6.6.20

Prosa


Um texto que tivesse a indestrutibilidade de uma câmara espiritual, que fosse como uma ponte de ornamentos sobre um rio nublado, em que os vocábulos valessem por seus sons, mas não faltassem a ele estilhaços ficcionais e conseguisse seu autor dar vida a uma mulher que não fosse um simples reflexo do seu desejo. E, sobretudo, não apelasse ele para a pornografia, nem sequer para as enfadonhas descrições eróticas.

Um texto a deixar os pares do autor indecisos entre negá-lo ou aderir a ele, de modo a não correr o risco de uma avaliação prematura que pudesse fazê-los perder o caminho da história.

Um texto que já superasse a tradição moderna, mas não se filiasse a nenhuma outra, pelo contrário, pairando no momento zero de indefinição sobre qual cedo ou tarde se inscreverá a palavra inaugural que ainda não se vislumbrou.
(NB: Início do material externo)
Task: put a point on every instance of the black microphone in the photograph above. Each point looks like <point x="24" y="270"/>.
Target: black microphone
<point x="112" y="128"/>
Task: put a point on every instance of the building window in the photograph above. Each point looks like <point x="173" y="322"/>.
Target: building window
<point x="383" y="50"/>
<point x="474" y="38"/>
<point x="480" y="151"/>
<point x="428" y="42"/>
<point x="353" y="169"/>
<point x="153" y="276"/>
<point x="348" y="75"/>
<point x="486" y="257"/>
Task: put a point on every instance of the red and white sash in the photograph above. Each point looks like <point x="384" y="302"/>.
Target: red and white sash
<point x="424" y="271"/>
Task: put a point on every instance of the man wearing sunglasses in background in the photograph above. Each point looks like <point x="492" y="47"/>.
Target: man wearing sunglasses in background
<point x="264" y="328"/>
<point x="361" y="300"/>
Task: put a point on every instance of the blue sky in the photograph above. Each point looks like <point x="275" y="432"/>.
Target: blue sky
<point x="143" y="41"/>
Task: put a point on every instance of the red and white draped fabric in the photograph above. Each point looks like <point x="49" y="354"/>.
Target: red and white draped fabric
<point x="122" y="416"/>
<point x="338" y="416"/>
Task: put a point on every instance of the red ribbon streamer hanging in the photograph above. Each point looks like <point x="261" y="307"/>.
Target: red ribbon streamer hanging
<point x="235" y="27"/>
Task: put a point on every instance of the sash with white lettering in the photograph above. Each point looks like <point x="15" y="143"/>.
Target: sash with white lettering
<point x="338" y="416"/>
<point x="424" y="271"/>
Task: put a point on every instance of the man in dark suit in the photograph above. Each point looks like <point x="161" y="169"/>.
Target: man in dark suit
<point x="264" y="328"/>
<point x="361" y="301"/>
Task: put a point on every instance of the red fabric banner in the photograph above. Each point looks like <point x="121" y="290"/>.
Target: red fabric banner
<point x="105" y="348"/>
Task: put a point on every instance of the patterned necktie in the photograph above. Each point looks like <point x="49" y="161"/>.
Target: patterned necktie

Um texto que não servisse de mero entretenimento, como os das novelas policiais, em que se disfarçam a feiura e o odor de cadáveres, nem o texto do riso fácil dos idiotas. Um texto que não fosse mais um entre tantos contos ou romances, que nada acrescentariam ao corpus da literatura.

Mas não um texto abstrato ou suprarreal, talvez algo escultórico, no momento imediatamente anterior ao primeiro sopro depois da calmaria, no limiar exato da transformação.

E sinto que não serei eu a realizá-lo, mas, por acaso, não me bastará este pressentimento, permitindo que eu repouse como um criador no silêncio da alta noite, que, no entanto, não é bem silêncio, mas o som do fluir da corrente sanguínea?